Павел кинулся вперед с поднятыми руками, и конторщик тяжко покатился на пол.
– В кандалы его, в кандалы, – застонал Николай Еремеев…
Конца этой сцены я не берусь описывать; я и так боюсь, не оскорбил ли я чувства читателя.
В тот же день я вернулся домой. Неделю спустя я узнал, что госпожа Лоснякова оставила и Павла, и Николая у себя в услужении, а девку Татьяну сослала: видно, не понадобилась.
Бирюк
Я ехал с охоты вечером один, на беговых дрожках. До дому еще было верст восемь; моя добрая рысистая кобыла бодро бежала по пыльной дороге, изредка похрапывая и шевеля ушами; усталая собака, словно привязанная, ни на шаг не отставала от задних колес. Гроза надвигалась. Впереди огромная лиловая туча медленно поднималась из-за леса; надо мною и мне навстречу неслись длинные серые облака; ракиты тревожно шевелились и лепетали. Душный жар внезапно сменился влажным холодом; тени быстро густели. Я ударил вожжой по лошади, спустился в овраг, перебрался через сухой ручей, весь заросший лозниками, поднялся в гору и въехал в лес. Дорога вилась передо мною между густыми кустами орешника, уже залитыми мраком; я подвигался вперед с трудом. Дрожки прыгали по твердым корням столетних дубов и лип, беспрестанно пересекавшим глубокие продольные рытвины – следы тележных колес; лошадь моя начала спотыкаться. Сильный ветер внезапно загудел в вышине, деревья забушевали, крупные капли дождя резко застучали, зашлепали по листьям, сверкнула молния, и гроза разразилась. Дождь полил ручьями. Я поехал шагом и скоро принужден был остановиться: лошадь моя вязла, я не видел ни зги. Кое-как приютился я к широкому кусту. Сгорбившись и закутавши лицо, ожидал я терпеливо конца ненастья, как вдруг, при блеске молнии, на дороге почудилась мне высокая фигура. Я стал пристально глядеть в ту сторону – та же фигура словно выросла из земли подле моих дрожек.

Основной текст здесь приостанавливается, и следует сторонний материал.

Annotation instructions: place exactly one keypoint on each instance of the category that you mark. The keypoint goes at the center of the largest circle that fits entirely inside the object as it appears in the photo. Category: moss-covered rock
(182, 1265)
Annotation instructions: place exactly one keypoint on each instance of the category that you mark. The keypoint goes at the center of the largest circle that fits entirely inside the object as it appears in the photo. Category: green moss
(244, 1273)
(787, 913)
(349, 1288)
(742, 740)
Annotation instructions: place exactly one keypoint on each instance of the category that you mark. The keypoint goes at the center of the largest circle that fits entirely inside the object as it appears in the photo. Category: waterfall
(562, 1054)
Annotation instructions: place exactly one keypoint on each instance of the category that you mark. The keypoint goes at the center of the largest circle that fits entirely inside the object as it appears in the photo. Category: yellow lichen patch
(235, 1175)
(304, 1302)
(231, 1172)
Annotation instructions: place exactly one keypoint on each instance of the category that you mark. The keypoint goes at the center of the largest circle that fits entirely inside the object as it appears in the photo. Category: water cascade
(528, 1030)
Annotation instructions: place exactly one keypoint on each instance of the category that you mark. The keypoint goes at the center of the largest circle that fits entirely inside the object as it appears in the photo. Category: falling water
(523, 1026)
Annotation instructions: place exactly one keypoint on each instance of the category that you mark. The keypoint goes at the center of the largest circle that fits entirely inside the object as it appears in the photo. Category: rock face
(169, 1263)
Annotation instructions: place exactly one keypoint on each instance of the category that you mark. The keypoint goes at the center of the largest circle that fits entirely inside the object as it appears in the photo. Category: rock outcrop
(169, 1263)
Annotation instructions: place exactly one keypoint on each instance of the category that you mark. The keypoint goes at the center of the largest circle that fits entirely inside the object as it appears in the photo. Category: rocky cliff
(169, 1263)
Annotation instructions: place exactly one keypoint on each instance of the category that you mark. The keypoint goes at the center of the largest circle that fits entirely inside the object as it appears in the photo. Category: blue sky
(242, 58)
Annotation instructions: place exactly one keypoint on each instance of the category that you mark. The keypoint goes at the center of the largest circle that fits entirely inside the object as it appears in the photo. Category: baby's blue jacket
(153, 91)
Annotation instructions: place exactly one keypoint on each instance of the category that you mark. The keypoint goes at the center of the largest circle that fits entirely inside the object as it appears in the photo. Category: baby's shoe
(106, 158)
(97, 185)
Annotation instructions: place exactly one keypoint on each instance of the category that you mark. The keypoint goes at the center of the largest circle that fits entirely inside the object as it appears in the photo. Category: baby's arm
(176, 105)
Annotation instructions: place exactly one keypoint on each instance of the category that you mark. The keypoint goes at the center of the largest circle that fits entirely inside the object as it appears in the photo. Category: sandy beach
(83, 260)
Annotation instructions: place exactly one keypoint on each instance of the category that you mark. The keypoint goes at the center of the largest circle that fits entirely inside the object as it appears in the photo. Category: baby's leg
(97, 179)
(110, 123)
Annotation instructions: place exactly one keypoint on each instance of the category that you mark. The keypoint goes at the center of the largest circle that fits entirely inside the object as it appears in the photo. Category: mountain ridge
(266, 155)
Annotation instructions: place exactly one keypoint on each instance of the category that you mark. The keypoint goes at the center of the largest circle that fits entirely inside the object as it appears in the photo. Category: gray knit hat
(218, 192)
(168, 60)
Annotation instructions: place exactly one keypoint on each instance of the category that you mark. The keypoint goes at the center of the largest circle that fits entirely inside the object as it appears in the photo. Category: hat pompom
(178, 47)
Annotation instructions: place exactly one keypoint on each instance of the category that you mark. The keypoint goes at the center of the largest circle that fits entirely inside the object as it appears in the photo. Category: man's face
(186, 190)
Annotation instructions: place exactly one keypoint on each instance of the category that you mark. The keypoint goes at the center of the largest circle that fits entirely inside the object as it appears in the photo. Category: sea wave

– Кто это? – спросил звучный голос.
– А ты кто сам?
– Я здешний лесник.
Я назвал себя.
– А, знаю! Вы домой едете?
– Домой. Да видишь, какая гроза…
– Да, гроза, – отвечал голос.
Белая молния озарила лесника с головы до ног; трескучий и короткий удар грома раздался тотчас вслед за нею. Дождик хлынул с удвоенной силой.
– Не скоро пройдет, – продолжал лесник.
– Что делать!
– Я вас, пожалуй, в свою избу проведу, – отрывисто проговорил он.
– Сделай одолжение.
– Извольте сидеть.
Он подошел к голове лошади, взял ее за узду и сдернул с места. Мы тронулись. Я держался за подушку дрожек, которые колыхались, «как в море челнок», и кликал собаку. Бедная моя кобыла тяжко шлепала ногами по грязи, скользила, спотыкалась; лесник покачивался перед оглоблями направо и налево, словно привиденье. Мы ехали довольно долго; наконец мой проводник остановился. «Вот мы и дома, барин», – промолвил он спокойным голосом. Калитка заскрыпела, несколько щенков дружно залаяло. Я поднял голову и при свете молнии увидал небольшую избушку посреди обширного двора, обнесенного плетнем. Из одного окошечка тускло светил огонек. Лесник довел лошадь до крыльца и застучал в дверь. «Сичас, сичас!» – раздался тоненький голосок, послышался топот босых ног, засов заскрыпел, и девочка лет двенадцати, в рубашонке, подпоясанная покромкой, с фонарем в руке, показалась на пороге.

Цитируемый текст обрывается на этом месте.